FDC versus formoterol

When compared to formoterol, combination therapy reduced exacerbations requiring steroids or antibiotics, or both (OR 0.78, 95% CI 0.62 to 0.99; 3 trials, 2694 participants; high-certainty evidence); may decrease SGRQ total score (MD –1.88, 95% CI –3.10 to –0.65; 2 trials, 2002 participants; low-certainty evidence; MCID for SGRQ is 4 units); increased TDI focal score (MD 0.42, 95% CI 0.11 to 0.72; 2 trials, 2010 participants) with more participants attaining an MCID (OR 1.30, 95% CI 1.07 to 1.56; high-certainty evidence) and an NNTB of 16 (95% CI 10 to 60). FDC lowered the risk of adverse events compared to formoterol (OR 0.78, 95% CI 0.65 to 0.93; 5 trials, 3140 participants; high-certainty evidence; NNTB 22). However, there was no difference between FDC and formoterol for hospital admissions, all-cause mortality and non-fatal SAEs.

FDC versus placebo

Compared with placebo, FDC demonstrated no evidence of a difference in exacerbations requiring steroids or antibiotics, or both (OR 0.82, 95% CI 0.60 to 1.12; 2 trials, 1960 participants; moderate-certainty evidence) or hospital admissions due to severe exacerbations (OR 0.55, 95% CI 0.25 to 1.18; 2 trials, 1960 participants; moderate-certainty evidence), although estimates were uncertain.

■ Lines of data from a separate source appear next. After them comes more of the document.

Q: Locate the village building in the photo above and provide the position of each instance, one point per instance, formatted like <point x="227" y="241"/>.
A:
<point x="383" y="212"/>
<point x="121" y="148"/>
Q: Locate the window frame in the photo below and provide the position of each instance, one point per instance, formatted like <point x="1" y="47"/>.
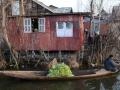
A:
<point x="28" y="25"/>
<point x="41" y="25"/>
<point x="64" y="32"/>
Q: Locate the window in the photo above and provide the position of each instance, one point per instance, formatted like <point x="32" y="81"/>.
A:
<point x="15" y="8"/>
<point x="60" y="25"/>
<point x="64" y="29"/>
<point x="41" y="24"/>
<point x="34" y="25"/>
<point x="27" y="25"/>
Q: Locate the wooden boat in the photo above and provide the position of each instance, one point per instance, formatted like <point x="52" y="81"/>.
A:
<point x="40" y="75"/>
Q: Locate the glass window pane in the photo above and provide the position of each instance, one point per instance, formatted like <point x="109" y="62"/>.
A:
<point x="25" y="22"/>
<point x="69" y="25"/>
<point x="60" y="25"/>
<point x="41" y="21"/>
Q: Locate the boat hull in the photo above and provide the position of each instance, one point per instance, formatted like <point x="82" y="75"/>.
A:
<point x="39" y="75"/>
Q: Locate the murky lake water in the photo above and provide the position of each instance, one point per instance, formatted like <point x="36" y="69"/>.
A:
<point x="110" y="83"/>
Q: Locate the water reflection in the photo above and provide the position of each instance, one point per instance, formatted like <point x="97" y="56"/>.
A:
<point x="101" y="84"/>
<point x="9" y="84"/>
<point x="110" y="83"/>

Quality of life measure by SGRQ total score was significantly better with FDC compared to placebo (MD –2.91, 95% CI –4.33 to –1.50; 2 trials, 1823 participants) resulting in a corresponding increase in SGRQ responders who achieved at least four units decrease in SGRQ total score (OR 1.72, 95% CI 1.39 to 2.13; high-certainty evidence) with an NNTB of 7 (95% CI 5 to 12). FDC also improved symptoms measured by TDI focal score (MD 1.32, 95% CI 0.96 to 1.69; 2 studies, 1832 participants) with more participants attaining at least one unit improvement in TDI focal score (OR 2.51, 95% CI 2.02 to 3.11; high-certainty evidence; NNTB 4). There were no differences in non-fatal SAEs, adverse events and all-cause mortality between FDC and placebo.

Combination therapy significantly improved trough FEV1 compared to aclidinium, formoterol or placebo.